186 Mix and Match

Description

I purchased a number of scented candles recently for sending out to friends and family. While I could be accused of being lazy by getting candles for several people, I’d like to mix up the candles a bit so that each recipient gets a different combination of scents.

Please help me out! Your task is to write a method that randomizes and mixes up the individual candles into groups, one per recipient, in order to minimize group duplication. So, for example:

candles = { :orange   => 3,
            :vanilla  => 2,
            :lavender => 2,
            :garden   => 4 }
            
recipients = %w(janet nancy susan)

candles_per_recipient = 3

> mix_and_match(candles, recipients, candles_per_recipient)

=> { "janet" => [:garden, :lavender, :orange],
     "nancy" => [:garden, :orange, :vanilla],
     "susan" => [:garden, :lavender, :vanilla],
     :left   => { :orange   => 1,
                  :vanilla  => 0,
                  :lavender => 0,
                  :garden   => 1
                }
    }

If it is impossible to have a unique combination for every recipient, you should still generate some set of combinations, minimizing repetition of combinations.

If the number of recipients times the number of candles per recipient is more than the supply, generate an error.

Summary

This week’s summary is provided by Peter, originally posted to his blog. I am providing it here with permission.

In my interpretation, this is a simple combinatorial problem: say the number of recipients is r and candles per recipient is c, then you are looking for a (preferably non-repeating) random selection of r elements of c-combinations of the original set of candles. (In fact it’s a bit more complicated than that: the c-combinations have to be recalculated from the remaining candles each time you give away a group of candles, so we’ll get to that). Sounds confusing? Don’t worry, after the implementation everything will be clear!
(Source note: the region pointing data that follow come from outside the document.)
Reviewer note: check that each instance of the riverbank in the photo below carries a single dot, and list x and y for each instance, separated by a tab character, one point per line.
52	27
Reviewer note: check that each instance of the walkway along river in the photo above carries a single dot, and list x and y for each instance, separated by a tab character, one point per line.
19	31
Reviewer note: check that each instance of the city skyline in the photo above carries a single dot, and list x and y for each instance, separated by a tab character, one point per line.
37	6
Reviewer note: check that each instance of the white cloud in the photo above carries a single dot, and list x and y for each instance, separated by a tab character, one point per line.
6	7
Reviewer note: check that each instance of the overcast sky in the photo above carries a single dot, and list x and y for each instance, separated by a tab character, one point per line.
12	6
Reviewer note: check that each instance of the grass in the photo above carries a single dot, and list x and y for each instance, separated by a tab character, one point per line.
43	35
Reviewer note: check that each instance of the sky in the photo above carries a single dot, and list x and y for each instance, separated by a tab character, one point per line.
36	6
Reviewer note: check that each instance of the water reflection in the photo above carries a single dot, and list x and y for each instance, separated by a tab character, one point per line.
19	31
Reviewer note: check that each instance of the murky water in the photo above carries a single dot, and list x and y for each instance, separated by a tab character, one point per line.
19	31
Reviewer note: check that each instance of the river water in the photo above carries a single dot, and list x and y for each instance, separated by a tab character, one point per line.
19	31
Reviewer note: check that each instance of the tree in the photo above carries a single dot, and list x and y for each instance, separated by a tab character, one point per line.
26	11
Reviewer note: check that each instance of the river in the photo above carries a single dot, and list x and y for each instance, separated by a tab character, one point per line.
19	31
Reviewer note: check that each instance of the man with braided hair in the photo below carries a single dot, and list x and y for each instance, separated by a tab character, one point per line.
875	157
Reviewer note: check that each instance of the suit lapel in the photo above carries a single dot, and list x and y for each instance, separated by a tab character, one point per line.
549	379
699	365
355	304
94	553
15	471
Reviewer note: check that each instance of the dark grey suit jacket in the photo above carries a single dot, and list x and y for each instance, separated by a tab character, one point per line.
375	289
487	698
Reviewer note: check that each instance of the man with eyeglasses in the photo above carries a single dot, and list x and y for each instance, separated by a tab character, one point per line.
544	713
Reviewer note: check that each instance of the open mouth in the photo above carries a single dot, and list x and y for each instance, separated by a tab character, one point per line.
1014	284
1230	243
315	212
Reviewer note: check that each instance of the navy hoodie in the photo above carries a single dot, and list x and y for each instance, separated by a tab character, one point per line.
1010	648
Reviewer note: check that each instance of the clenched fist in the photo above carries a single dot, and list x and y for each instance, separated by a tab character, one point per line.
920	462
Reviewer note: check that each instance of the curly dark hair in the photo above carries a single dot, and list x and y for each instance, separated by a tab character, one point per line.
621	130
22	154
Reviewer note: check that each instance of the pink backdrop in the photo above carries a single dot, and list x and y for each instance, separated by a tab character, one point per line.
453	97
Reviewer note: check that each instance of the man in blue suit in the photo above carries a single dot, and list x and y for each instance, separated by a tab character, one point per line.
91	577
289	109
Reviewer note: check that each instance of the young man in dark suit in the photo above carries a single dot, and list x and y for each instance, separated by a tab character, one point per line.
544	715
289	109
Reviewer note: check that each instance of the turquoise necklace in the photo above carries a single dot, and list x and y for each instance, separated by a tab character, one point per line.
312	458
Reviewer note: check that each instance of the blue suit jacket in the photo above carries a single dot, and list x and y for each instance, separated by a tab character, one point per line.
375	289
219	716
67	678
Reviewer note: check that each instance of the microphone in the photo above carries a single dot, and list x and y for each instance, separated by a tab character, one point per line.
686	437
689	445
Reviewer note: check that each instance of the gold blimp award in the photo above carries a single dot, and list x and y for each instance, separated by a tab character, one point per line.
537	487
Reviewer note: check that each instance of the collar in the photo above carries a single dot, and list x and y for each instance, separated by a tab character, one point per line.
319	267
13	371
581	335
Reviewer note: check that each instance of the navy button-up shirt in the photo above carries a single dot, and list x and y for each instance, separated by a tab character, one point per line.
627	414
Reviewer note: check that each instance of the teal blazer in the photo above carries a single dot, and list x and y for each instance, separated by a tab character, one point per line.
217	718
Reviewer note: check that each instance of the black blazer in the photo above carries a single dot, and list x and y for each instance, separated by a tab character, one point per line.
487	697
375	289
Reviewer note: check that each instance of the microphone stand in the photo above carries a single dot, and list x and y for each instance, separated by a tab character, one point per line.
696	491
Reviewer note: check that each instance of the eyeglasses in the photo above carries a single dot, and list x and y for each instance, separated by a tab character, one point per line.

So first, define a k-combination for a histogram (a Hash like candles above, where keys are elements and values are cardinalities):

class Hash
  def comb(group_size)
    result = []    
    inner_comb = lambda do |head,tail|
      tail[0..-(group_size-head.size)].each do |e|
        if (head.size >= group_size-1)
          tail.each {|t| result << head + [t]}
        else
          inner_comb[head + [e], tail[tail.index(e)+1..-1]] 
        end
      end
    end
    inner_comb[[],self.inject([]) {|a,v| v[1].times{a << v[0]}; a}]
    result.uniq    
  end

For example:

candles = { :orange   => 2,
            :vanilla  => 1,
            :lavender => 1, 
            :garden => 1 }

pp candles.comb(3)

=> [[:lavender, :garden, :orange],
    [:lavender, :garden, :vanilla],
    [:lavender, :orange, :orange],
    [:lavender, :orange, :vanilla],
    [:garden, :orange, :orange],
    [:garden, :orange, :vanilla],
    [:orange, :orange, :vanilla]]

So, for a set of candles, this method generates all possible 3-combinations of the candles. We can then pick one and assign it to one of the recipients. Then recalculate the above from the remaining candles, give it to the next recipient - and so on and so forth. That’s the basic idea, but we also need to ensure the candle combinations are as non-repeating as possible. So let’s define some further utility methods:

class Hash
  def remove_set(set)
    set.each {|e| self[e] -= 1}
  end  
end

The above code adjusts the number of candles in the original hash once we give away some of them. So for example:

candles = { :orange   => 2,
            :vanilla  => 1,
            :lavender => 1, 
            :garden => 1 }

candles.remove_set([:orange,:orange,:lavender])
p candles
=> {:lavender=>0, :garden=>1, :orange=>0, :vanilla=>1}

And some Array extensions:

class Array 
  def rand
    uniqs = self.select{|e| e.uniq.size == e.size}
  uniqs.empty? ? self[Kernel.rand(length)] : uniqs[Kernel.rand(uniqs.length)]
  end

  def unordered_include?(other)
    self.map{|e| e.map{|s| s.to_s}.sort}.include? other.map{|s| s.to_s}.sort
  end  
end

Array#rand is trying to pick a random non-repeating combination if there is one (e.g. [:orange, :lavender, :garden]) or, if there is no such combination, then just a random one (e.g. [:orange, :orange, :garden] - orange is repeating, but we have no other choice).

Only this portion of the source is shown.